For instance, more than once I’ve heard someone say: “When I get angry I just say whatever comes to mind [other problematic behavior can be substituted here]. That’s just who I am.”
The distinction between guilt and shame is reflected in that confusion.
Guilt, as I understand it, occurs when we have done something to violate a moral code. We have done something we regard as wrong.
Shame is when we are what is wrong. We are the mistake, not our behavior.
Children are shamed, for example, when in response to a misdeed they are asked, “What’s wrong with you?”
Once shame has become well established within a child or adult’s neural networks it can be very challenging to help that person separate their behavior from who they think they are as a person.
As a result, even a request for a conversation about “improvement” or change can activate shame and make it very difficult for the person to attend to the conversation.
Once we become aware of this distinction we are more likely to notice the presence of shame within and around us.
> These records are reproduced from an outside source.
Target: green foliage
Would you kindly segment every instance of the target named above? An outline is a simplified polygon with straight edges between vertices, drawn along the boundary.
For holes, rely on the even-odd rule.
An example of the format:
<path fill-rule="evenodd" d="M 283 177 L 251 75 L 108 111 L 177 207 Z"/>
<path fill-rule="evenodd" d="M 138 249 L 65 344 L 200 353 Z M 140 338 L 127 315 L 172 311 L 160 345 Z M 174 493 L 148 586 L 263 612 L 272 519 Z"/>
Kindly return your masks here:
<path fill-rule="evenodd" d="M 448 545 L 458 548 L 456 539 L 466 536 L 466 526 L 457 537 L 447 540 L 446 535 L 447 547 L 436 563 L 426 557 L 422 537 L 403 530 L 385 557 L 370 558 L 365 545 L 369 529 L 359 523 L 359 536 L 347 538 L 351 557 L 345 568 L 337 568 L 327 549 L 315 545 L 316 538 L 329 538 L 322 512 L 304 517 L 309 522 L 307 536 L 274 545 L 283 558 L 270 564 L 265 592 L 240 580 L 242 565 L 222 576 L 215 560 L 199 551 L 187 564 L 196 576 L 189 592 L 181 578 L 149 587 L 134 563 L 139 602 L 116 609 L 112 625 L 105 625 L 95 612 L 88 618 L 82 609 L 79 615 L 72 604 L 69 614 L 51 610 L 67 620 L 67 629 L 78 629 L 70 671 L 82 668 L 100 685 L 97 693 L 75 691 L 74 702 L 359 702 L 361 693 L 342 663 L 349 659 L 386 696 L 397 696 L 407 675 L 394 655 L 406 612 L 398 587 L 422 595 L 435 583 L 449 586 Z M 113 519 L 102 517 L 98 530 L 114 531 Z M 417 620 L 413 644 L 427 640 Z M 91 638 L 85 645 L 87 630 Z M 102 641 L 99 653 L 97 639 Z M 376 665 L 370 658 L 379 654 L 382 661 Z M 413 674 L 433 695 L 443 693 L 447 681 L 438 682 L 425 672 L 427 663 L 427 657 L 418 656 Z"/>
But what can we do about it?
First, be very careful with the language you use when speaking to others and in your self talk. When we are concerned about someone’s actions, focus on observable behavior. Don’t contribute to anyone’s shame by digging deeper for their “issues,” a task far better suited for professionals.
Second, when shame has been triggered anticipate the possibility of a defensive response: “Why do you think there’s something wrong with me?”
Third, to minimize defensiveness ensure that the conversation remains focused on behavior. Because people who are accustomed to being shamed may find it very difficult to separate their behavior from who they are as a person, it may be necessary to repeatedly remind them of that distinction.
I encourage you to think deeply about how shame and guilt affect your life, both at home and at work, and how you might counter it.